Sementara itu, masyarakat sipil juga perlu terus mengawal isu kebebasan berekspresi dan memastikan bahwa hak-hak warga negara dilindungi. Pemantauan terhadap kinerja aparat kepolisian dan advokasi terhadap korban pelanggaran hak asasi manusia merupakan bagian penting dari upaya tersebut.
Insiden perebutan poster di PN Jakarta Selatan ini menjadi pelajaran berharga bagi semua pihak. Dengan memahami hak dan kewajiban masing-masing, diharapkan kejadian serupa tidak terulang di masa depan. Kebebasan berekspresi merupakan pilar penting dalam negara demokrasi.
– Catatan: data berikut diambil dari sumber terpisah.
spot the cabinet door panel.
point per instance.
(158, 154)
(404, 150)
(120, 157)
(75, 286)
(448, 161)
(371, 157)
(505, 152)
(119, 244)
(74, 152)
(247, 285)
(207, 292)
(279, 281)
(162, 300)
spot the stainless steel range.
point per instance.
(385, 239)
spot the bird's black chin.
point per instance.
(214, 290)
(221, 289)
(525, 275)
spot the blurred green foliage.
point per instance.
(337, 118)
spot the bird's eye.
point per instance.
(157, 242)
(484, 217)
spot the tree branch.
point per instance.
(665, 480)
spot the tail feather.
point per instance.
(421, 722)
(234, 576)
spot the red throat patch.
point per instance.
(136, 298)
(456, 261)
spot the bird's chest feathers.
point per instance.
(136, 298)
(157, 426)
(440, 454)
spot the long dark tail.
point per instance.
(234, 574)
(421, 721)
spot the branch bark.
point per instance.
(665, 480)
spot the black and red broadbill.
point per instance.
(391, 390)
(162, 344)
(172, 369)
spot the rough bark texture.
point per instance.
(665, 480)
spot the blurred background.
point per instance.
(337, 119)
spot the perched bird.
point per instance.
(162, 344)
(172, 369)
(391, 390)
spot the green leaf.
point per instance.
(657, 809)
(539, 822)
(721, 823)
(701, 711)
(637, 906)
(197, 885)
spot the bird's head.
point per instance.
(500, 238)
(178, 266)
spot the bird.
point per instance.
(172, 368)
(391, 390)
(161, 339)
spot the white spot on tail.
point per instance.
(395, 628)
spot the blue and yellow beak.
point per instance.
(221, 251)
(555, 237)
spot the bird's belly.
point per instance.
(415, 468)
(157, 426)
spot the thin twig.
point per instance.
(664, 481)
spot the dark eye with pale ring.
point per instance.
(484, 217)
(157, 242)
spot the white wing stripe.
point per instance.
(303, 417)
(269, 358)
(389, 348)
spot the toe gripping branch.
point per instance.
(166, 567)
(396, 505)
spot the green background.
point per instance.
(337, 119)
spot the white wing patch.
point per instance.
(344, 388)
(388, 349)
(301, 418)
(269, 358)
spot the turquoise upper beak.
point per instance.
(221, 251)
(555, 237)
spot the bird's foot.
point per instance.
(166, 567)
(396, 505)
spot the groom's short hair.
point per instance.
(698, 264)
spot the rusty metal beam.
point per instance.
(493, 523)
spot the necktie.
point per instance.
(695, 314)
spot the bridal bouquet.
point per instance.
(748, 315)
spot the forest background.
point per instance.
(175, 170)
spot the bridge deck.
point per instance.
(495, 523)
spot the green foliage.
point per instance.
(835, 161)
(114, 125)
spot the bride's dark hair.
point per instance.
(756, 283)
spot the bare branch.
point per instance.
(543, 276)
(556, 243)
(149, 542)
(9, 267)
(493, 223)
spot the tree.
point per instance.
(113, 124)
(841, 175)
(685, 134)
Namun, kebebasan tersebut harus diimbangi dengan tanggung jawab dan kesadaran akan pentingnya menjaga ketertiban umum.
Penting untuk dicatat bahwa kasus Delpedro dan kawan-kawan, serta Khariq Anhar, merupakan isu yang kompleks dan memiliki dimensi hukum serta sosial yang mendalam. Peristiwa demonstrasi yang melibatkan mereka merupakan bagian dari dinamika sosial dan politik yang lebih luas. Oleh karena itu, penanganan terhadap kasus ini harus dilakukan secara hati-hati dan memperhatikan semua aspek yang relevan.
Dalam konteks ini, peran media sangat penting dalam memberikan informasi yang akurat dan berimbang kepada publik. Media harus menghindari sensasionalisme dan provokasi, serta mengedepankan prinsip-prinsip jurnalisme yang etis dan bertanggung jawab. Dengan demikian, media dapat membantu masyarakat untuk memahami isu-isu yang kompleks dan mengambil sikap yang bijak.
Akhirnya, insiden perebutan poster di PN Jakarta Selatan ini menjadi momentum untuk merefleksikan kembali tentang nilai-nilai demokrasi, kebebasan berekspresi, dan peran aparat keamanan dalam negara hukum. Dengan dialog yang konstruktif dan komitmen untuk saling menghormati, diharapkan kita dapat membangun masyarakat yang lebih adil, demokratis, dan sejahtera.